作家、詩人、作詞家として数多くの作品を手掛けている高橋久美子さん。精力的に創作活動をするなか、1か月おきに故郷の愛媛と東京を行き来する二拠点生活を送り、作家と農家との二足の草鞋も履いています。
そんな高橋さんの軸は「生活」にあり、暮らしを中心につづった『暮らしっく』を上梓しました。誰にでもある暮らしという時間を、誰よりも大切にしてきた高橋さん。二拠点生活のことから、暮らしのちょっとした楽しみ方について教えてもらいました。
◆地元・愛媛の農家を本業に。二拠点生活を始めた理由
――昨年から、高橋さんは地元・愛媛と東京での二拠点生活を送るようになったそうで、どのようなことがきっかけで、その生活を決断したのでしょうか?
高橋さん(以下:高橋):もともと愛媛にはよく帰っていて、農業の手伝いをしていたんですが、帰るたびにどんどん耕作放棄地が増えていくのが気になっていました。どこの地方も抱く悩みだと思うのですが、畑もどんどん荒れていって、自分が見てきた景色と変わっていってしまって。
でも、そこでできた作物がすごくおいしいっていうのを知っていましたし、コロナの間に土いじりを東京の家の庭でやってみて、自分にはこういう時間が必要だっていうのがわかってきて、それなら思いきって愛媛で農業をしようと思ったんです。
私のような創作活動をしている人は農作業が向いているとも思います。自分の手で作物を作ることは、まさに作品作りですし、クリエイティブの根源のような気もします。

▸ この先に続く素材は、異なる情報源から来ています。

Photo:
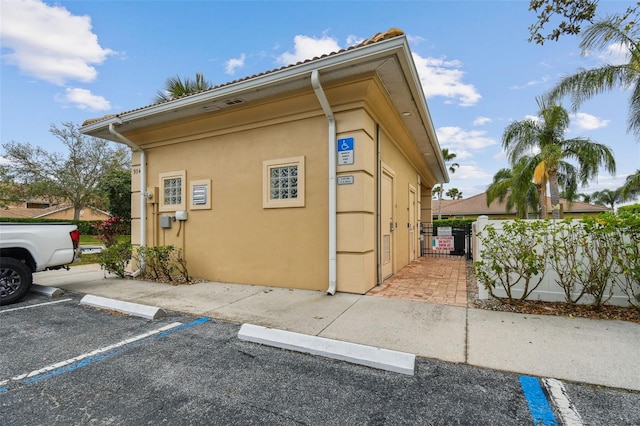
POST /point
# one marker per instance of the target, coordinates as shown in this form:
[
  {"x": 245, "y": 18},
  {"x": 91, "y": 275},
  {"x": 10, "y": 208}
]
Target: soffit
[{"x": 389, "y": 58}]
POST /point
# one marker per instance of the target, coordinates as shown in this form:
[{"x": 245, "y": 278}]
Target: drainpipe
[
  {"x": 379, "y": 204},
  {"x": 143, "y": 181},
  {"x": 315, "y": 83}
]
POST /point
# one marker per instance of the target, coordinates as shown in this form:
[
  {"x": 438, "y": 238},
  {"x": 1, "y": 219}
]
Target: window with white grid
[
  {"x": 172, "y": 191},
  {"x": 283, "y": 183}
]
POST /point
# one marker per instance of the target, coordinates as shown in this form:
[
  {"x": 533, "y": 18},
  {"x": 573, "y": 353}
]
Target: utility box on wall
[{"x": 165, "y": 221}]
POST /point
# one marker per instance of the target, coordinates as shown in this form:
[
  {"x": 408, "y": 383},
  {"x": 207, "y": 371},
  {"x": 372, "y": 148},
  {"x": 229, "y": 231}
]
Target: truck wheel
[{"x": 15, "y": 280}]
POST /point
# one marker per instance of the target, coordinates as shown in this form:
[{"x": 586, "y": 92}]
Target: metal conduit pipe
[
  {"x": 143, "y": 181},
  {"x": 317, "y": 87}
]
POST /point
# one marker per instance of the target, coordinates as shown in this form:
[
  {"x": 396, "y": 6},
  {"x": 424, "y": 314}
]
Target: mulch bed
[{"x": 533, "y": 307}]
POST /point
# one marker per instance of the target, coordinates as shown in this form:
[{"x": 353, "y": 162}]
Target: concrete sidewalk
[{"x": 598, "y": 352}]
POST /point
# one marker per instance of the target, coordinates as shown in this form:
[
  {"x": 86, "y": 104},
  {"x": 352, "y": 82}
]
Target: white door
[
  {"x": 412, "y": 223},
  {"x": 387, "y": 224}
]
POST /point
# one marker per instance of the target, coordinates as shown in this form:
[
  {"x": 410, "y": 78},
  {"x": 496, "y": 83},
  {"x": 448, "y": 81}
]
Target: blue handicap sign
[{"x": 345, "y": 144}]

――二拠点生活の前後で、考え方や価値観が変わったのではないでしょうか。
高橋:今はスマホで調べたら大体答えが出てしまう世の中ですが、相手が自然だとそれが通用しません。収穫間際で天候によってダメになることもけっこうあって、こんなに頑張ったのに報われないんだと思うこともあります。でも、だからこそ収穫できたときの喜びはすごく大きいですね。自然に振り回されることで頭だけでなく実感として分かることが沢山あります。これは東京にいたらわからないことでした。